Lawyers Committee for Civil Rights (LCCR) legal director Robert Rubin claims that the City of Santa Clara is violating California’s 2002 Voting Rights Act. He should know. With Seattle law professor Joaquin Avila, Rubin helped draft the statute, which was passed by the state legislature and signed into law by former Governor Gray Davis.
The law prohibits at-large election methods – such as Santa Clara’s – if it “results in the dilution or abridgment of the right of registered voters who are members of a protected class… by impairing their ability to elect candidates of their choice or to influence the outcome of an election.” Further, “intent to discriminate against a protected class…is not required to establish a violation.”

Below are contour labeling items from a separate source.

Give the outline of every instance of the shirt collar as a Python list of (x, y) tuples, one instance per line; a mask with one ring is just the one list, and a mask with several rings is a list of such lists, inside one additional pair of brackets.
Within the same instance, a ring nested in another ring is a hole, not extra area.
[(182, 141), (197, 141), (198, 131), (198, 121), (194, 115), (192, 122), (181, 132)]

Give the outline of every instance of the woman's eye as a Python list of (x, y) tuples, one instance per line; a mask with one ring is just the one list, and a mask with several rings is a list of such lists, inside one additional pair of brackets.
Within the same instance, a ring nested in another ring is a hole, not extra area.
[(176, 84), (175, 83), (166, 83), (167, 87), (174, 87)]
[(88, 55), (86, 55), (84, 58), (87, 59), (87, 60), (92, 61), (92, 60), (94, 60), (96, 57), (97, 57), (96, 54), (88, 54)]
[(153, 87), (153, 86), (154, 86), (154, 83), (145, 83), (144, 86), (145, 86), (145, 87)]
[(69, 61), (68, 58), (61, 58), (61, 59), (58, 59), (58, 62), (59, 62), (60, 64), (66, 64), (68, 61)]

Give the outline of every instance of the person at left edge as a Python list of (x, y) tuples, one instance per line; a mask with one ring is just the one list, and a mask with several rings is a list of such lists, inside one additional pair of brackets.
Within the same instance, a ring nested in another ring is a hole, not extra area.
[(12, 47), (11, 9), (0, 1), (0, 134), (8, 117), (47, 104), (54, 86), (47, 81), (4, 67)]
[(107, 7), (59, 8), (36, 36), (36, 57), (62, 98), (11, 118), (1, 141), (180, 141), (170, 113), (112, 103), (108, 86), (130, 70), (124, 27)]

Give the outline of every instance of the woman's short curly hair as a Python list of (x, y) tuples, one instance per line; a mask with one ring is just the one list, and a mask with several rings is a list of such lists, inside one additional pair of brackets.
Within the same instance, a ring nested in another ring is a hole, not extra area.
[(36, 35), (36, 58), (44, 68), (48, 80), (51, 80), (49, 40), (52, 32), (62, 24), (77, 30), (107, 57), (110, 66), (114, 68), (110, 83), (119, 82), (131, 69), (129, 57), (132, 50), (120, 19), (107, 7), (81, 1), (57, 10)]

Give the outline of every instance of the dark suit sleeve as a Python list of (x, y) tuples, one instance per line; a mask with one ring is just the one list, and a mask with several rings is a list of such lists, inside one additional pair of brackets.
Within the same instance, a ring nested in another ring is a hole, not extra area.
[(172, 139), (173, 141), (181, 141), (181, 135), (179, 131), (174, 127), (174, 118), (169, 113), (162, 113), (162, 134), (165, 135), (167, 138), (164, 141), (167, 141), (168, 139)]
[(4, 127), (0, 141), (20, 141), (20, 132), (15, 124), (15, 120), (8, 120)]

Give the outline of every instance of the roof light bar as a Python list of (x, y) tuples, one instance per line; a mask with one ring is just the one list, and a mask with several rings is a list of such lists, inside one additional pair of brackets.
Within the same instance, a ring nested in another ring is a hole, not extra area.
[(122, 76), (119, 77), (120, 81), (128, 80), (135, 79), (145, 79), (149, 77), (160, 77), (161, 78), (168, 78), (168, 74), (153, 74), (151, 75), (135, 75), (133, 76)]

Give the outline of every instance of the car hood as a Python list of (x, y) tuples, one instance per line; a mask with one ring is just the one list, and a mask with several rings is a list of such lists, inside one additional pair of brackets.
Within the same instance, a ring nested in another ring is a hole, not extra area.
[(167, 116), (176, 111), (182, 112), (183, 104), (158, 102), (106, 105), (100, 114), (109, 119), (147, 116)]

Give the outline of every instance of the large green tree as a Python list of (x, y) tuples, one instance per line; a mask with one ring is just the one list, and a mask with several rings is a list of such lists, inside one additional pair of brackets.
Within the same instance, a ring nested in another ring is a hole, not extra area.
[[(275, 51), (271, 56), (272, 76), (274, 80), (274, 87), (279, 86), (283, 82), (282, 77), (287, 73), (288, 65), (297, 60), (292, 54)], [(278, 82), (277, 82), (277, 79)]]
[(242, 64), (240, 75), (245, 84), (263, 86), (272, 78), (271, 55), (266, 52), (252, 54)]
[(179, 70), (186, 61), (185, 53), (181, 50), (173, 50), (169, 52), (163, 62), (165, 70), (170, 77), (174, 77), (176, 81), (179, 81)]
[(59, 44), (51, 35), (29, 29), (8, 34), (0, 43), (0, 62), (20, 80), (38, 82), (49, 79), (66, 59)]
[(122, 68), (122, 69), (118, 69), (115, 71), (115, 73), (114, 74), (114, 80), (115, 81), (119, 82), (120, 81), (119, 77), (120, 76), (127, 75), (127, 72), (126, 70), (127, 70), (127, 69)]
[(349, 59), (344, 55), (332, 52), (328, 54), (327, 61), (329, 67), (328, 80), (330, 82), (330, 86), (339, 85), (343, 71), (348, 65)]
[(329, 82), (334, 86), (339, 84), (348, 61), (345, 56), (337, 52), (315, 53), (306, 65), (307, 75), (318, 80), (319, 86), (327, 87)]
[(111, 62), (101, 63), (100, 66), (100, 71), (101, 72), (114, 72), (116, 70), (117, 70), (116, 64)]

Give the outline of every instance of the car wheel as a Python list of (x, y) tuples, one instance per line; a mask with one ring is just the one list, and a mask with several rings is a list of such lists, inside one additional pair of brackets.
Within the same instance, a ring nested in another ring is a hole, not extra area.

Virtually every lawsuit claiming violations of the law, has been brought or threatened by Rubin and Avila, according to a 2009 AP report. The attorney’s have garnered over $4 million in legal fees from settlements under the law. The law reduced barriers to bringing voting rights lawsuits and shields attorneys from liability even if cases are tossed out.

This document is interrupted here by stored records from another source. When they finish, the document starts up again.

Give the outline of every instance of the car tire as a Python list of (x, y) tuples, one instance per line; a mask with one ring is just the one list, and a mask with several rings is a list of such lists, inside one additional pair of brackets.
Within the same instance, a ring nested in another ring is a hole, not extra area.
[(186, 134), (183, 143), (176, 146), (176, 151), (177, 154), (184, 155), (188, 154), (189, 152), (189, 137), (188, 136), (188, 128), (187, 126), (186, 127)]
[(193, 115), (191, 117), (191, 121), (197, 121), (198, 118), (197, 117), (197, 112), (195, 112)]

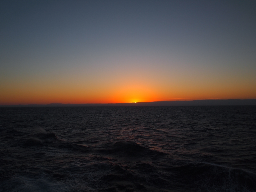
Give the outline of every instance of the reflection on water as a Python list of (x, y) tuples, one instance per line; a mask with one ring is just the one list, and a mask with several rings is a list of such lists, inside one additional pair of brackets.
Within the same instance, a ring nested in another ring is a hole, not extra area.
[(0, 191), (255, 191), (255, 122), (254, 106), (0, 108)]

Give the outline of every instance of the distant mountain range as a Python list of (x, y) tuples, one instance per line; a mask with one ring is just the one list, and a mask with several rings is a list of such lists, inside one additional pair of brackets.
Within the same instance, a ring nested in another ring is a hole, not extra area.
[(196, 105), (256, 105), (256, 99), (207, 99), (193, 101), (163, 101), (149, 102), (124, 103), (117, 103), (63, 104), (59, 103), (47, 104), (0, 105), (0, 107), (73, 107), (103, 106), (175, 106)]

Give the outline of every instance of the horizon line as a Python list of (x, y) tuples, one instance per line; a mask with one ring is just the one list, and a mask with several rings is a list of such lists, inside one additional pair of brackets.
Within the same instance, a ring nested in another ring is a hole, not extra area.
[(18, 104), (0, 105), (0, 107), (15, 106), (172, 106), (208, 105), (256, 105), (256, 99), (201, 99), (185, 101), (162, 101), (150, 102), (109, 103), (51, 103), (48, 104)]

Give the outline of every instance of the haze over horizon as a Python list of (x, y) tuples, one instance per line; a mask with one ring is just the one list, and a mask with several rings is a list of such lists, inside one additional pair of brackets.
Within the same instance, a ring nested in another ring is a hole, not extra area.
[(0, 105), (256, 98), (256, 2), (2, 1)]

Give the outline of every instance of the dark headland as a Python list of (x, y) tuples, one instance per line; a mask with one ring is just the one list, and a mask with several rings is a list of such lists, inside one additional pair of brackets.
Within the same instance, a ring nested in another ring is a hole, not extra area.
[(63, 104), (55, 103), (47, 104), (0, 105), (0, 107), (65, 107), (114, 106), (178, 106), (256, 105), (256, 99), (207, 99), (193, 101), (163, 101), (150, 102), (116, 103)]

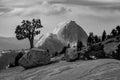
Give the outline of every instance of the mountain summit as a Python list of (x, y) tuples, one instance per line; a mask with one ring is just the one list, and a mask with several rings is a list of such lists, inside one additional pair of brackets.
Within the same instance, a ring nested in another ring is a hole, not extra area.
[(55, 53), (60, 52), (68, 43), (76, 44), (78, 40), (86, 45), (87, 37), (86, 32), (75, 21), (68, 21), (58, 25), (53, 33), (39, 40), (36, 47), (49, 49), (51, 53)]
[(76, 43), (78, 40), (86, 45), (87, 34), (75, 21), (68, 21), (59, 25), (54, 33), (64, 43)]

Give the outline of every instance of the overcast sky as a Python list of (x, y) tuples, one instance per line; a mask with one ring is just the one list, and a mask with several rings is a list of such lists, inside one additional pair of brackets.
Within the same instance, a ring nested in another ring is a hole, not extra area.
[(15, 27), (33, 18), (41, 19), (42, 34), (74, 20), (87, 33), (101, 35), (120, 25), (120, 0), (0, 0), (0, 36), (15, 36)]

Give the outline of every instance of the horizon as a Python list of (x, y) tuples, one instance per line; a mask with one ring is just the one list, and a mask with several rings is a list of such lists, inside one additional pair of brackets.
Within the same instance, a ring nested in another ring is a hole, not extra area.
[(107, 34), (120, 25), (119, 0), (0, 0), (0, 36), (15, 37), (22, 20), (41, 19), (41, 34), (51, 33), (61, 22), (76, 21), (87, 34)]

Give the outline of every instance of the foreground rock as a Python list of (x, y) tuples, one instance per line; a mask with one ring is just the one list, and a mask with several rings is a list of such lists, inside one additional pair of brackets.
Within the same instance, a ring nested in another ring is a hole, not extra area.
[(24, 71), (17, 67), (1, 71), (0, 80), (120, 80), (120, 61), (62, 61)]
[(50, 63), (49, 51), (37, 48), (30, 50), (19, 60), (19, 65), (24, 68), (32, 68), (48, 63)]

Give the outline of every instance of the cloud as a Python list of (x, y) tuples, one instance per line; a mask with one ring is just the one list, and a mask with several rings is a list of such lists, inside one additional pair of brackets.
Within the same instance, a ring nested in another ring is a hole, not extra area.
[(41, 4), (31, 7), (17, 7), (8, 13), (8, 15), (21, 15), (21, 16), (33, 16), (33, 15), (60, 15), (69, 12), (70, 9), (65, 8), (62, 5), (50, 4), (47, 1)]

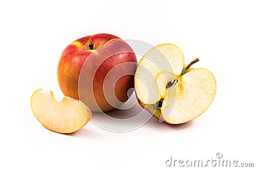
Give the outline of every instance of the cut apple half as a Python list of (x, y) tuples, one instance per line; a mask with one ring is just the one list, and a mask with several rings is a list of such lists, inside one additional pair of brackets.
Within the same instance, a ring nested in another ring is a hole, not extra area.
[(91, 111), (80, 101), (65, 96), (57, 101), (52, 91), (39, 89), (31, 98), (33, 113), (46, 129), (67, 134), (84, 127), (92, 117)]
[(216, 94), (216, 80), (209, 71), (184, 65), (184, 54), (177, 46), (162, 44), (141, 59), (134, 77), (140, 104), (171, 124), (189, 122), (203, 113)]

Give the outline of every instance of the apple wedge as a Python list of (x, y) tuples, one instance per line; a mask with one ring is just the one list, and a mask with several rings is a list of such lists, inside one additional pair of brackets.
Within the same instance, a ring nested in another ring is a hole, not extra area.
[(42, 89), (32, 94), (31, 106), (34, 116), (44, 127), (61, 134), (77, 131), (92, 116), (91, 111), (80, 101), (65, 96), (58, 102), (52, 92)]
[(184, 65), (181, 50), (162, 44), (150, 49), (141, 59), (134, 77), (140, 104), (159, 122), (179, 124), (202, 114), (216, 94), (216, 80), (209, 71)]

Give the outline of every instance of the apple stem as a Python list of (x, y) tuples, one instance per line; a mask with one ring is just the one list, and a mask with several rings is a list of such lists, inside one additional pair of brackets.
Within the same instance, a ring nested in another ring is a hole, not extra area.
[(181, 74), (183, 75), (184, 74), (186, 73), (186, 72), (188, 71), (188, 69), (195, 63), (198, 62), (199, 61), (198, 58), (195, 59), (195, 60), (193, 60), (193, 61), (191, 61), (191, 62), (189, 63), (189, 64), (188, 64), (182, 71), (182, 72), (181, 73)]
[(163, 100), (164, 100), (163, 99), (161, 99), (160, 101), (157, 102), (157, 104), (156, 106), (156, 107), (154, 108), (154, 110), (160, 109), (162, 107)]
[(93, 42), (91, 42), (89, 43), (89, 48), (90, 48), (90, 50), (93, 50)]

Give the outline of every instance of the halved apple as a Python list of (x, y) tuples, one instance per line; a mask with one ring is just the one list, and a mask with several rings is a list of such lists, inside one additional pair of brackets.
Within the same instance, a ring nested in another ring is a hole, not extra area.
[(51, 91), (39, 89), (31, 96), (31, 106), (36, 119), (46, 129), (58, 133), (72, 133), (84, 126), (91, 111), (80, 101), (65, 96), (55, 99)]
[(171, 124), (200, 115), (212, 103), (216, 83), (209, 71), (190, 67), (198, 61), (184, 66), (184, 54), (174, 45), (150, 49), (140, 60), (134, 77), (140, 104), (159, 122)]

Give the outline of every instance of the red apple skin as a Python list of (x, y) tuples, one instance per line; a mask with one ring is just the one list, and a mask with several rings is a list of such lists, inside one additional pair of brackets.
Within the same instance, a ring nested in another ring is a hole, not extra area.
[[(58, 64), (57, 78), (60, 87), (65, 96), (81, 99), (92, 111), (108, 111), (115, 108), (107, 101), (104, 95), (106, 92), (114, 90), (116, 96), (113, 97), (116, 97), (121, 102), (128, 99), (127, 91), (129, 89), (134, 88), (134, 74), (136, 64), (134, 64), (132, 67), (124, 67), (122, 70), (112, 71), (112, 77), (116, 76), (120, 72), (125, 76), (119, 78), (116, 82), (109, 81), (108, 83), (109, 84), (106, 86), (105, 85), (105, 91), (103, 90), (103, 82), (110, 70), (122, 63), (137, 64), (136, 55), (128, 44), (125, 43), (124, 46), (122, 45), (120, 46), (115, 44), (111, 45), (111, 42), (116, 40), (124, 42), (114, 35), (104, 33), (94, 34), (78, 39), (64, 49)], [(93, 50), (90, 50), (89, 46), (89, 44), (92, 43), (93, 43)], [(106, 58), (109, 52), (116, 50), (120, 52)], [(84, 66), (89, 56), (90, 60), (88, 60), (90, 63), (86, 63), (87, 64)], [(97, 60), (102, 57), (105, 57), (106, 60), (99, 65)], [(83, 74), (81, 77), (82, 67)], [(95, 68), (97, 69), (93, 73), (92, 70)], [(92, 77), (92, 75), (93, 78), (86, 79), (86, 77)], [(92, 87), (80, 87), (79, 92), (79, 79), (83, 80), (84, 77), (84, 80), (91, 81), (89, 83), (92, 83)], [(108, 88), (106, 89), (106, 87)], [(115, 88), (114, 90), (113, 87)], [(80, 91), (83, 91), (83, 93)], [(109, 98), (108, 100), (109, 101)]]

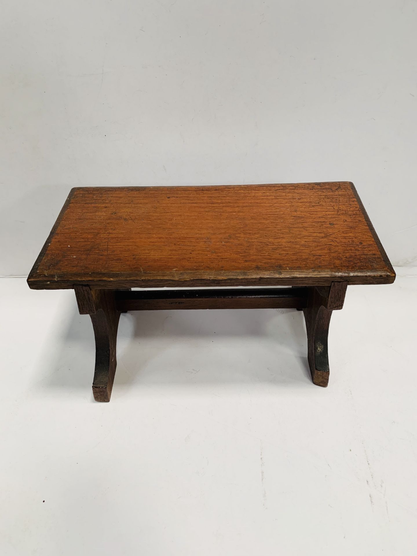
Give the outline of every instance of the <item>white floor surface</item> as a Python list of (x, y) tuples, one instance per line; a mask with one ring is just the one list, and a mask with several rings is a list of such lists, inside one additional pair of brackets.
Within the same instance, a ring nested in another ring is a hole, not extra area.
[(109, 404), (72, 290), (0, 280), (0, 554), (415, 556), (417, 272), (302, 312), (122, 315)]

Since 2002, Rubin and Avila have threatened lawsuits against city councils, school boards, county boards, and regional agencies across California that have at-large – rather than district-based – elections. Hanford, Madera and Fresno county school districts, the City of Modesto, and Merced and San Mateo counties have been targeted by Rubin and Avila, who bill $700 and up per hour.
Modesto, for example, was required to pay $3 million in fees for defendants’ lawyers in a 2004 case, while in 2008 Madera School District, was hit with a $1.2 million attorneys’ bill.

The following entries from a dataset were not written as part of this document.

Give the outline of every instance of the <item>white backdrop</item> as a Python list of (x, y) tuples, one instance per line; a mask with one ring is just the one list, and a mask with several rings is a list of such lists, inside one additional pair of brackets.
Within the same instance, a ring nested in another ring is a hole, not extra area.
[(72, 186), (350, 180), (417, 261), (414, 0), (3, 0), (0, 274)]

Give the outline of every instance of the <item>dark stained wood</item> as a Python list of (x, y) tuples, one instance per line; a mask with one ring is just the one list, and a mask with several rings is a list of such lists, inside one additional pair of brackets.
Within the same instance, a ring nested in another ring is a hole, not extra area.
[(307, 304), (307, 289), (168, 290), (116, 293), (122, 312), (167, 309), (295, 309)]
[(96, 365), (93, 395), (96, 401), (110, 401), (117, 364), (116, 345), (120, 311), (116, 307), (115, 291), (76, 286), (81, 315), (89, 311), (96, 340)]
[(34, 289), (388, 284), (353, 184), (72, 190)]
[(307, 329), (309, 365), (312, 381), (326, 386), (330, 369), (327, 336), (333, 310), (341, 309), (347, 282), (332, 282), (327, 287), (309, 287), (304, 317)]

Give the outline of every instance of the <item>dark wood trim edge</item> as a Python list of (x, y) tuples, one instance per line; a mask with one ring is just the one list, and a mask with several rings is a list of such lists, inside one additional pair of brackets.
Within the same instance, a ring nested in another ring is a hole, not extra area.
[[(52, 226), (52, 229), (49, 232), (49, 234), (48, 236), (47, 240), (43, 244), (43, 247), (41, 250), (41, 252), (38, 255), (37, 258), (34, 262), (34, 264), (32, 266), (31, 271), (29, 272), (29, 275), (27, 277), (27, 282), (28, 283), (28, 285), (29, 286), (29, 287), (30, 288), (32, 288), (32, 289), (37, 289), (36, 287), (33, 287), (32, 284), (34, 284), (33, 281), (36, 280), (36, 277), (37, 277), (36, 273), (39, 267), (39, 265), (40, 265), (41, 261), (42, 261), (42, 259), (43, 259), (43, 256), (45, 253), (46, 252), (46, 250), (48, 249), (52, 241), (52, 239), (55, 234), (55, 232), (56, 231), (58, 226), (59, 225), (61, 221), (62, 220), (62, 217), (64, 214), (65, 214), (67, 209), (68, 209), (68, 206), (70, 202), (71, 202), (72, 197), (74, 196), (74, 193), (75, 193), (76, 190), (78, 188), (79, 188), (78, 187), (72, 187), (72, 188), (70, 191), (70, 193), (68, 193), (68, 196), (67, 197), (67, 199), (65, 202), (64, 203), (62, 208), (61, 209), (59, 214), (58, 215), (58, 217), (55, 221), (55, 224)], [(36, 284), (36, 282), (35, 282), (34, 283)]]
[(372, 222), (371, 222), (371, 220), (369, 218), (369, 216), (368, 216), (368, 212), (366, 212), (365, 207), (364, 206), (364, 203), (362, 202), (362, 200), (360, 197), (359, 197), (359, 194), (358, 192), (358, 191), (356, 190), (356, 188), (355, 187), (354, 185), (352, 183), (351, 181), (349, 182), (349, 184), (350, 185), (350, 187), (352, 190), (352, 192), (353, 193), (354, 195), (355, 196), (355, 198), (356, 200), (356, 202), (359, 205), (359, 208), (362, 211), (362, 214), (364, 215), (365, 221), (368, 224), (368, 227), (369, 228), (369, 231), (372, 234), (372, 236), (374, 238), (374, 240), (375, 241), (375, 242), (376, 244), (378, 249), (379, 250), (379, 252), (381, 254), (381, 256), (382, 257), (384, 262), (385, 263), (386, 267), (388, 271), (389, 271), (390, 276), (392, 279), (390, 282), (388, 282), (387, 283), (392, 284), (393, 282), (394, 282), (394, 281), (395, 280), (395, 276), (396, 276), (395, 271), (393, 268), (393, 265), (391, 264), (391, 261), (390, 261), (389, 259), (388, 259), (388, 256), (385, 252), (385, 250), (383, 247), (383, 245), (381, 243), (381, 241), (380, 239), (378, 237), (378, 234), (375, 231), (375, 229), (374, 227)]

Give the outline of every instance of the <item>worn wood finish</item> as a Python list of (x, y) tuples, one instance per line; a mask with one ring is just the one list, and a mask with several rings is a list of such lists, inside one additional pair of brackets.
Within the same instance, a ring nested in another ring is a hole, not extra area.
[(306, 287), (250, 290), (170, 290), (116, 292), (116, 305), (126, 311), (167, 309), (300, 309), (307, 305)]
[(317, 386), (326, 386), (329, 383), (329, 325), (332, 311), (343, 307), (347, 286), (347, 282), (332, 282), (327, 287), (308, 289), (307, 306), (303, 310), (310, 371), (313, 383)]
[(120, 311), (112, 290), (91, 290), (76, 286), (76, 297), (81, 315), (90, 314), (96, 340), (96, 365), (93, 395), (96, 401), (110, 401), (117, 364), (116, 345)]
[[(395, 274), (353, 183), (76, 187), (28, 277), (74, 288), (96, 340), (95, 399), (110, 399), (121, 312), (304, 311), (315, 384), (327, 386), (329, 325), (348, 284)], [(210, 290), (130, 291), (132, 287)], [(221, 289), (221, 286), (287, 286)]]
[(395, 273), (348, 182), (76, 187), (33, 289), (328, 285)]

At a time when municipalities and school districts are hard-pressed financially, these lawsuits may, in fact, discriminate against those they profess to help, say critics, by taking money from the very programs that aid the most disadvantaged students. For example, Madera school district “would have to slash money for books and lunches for its mostly Hispanic students,” schools superintendent John Stafford told the AP.
Some find questionable the entire notion of ethnic “discrimination” in a minority-majority state such as California. Indeed, looking at the professional makeup of Santa Clara’s City Council – two real estate agents, two lawyers, and three current or retired public employees – one might find other grounds for calling the body unrepresentative of the community, regardless of Council Members’ last names.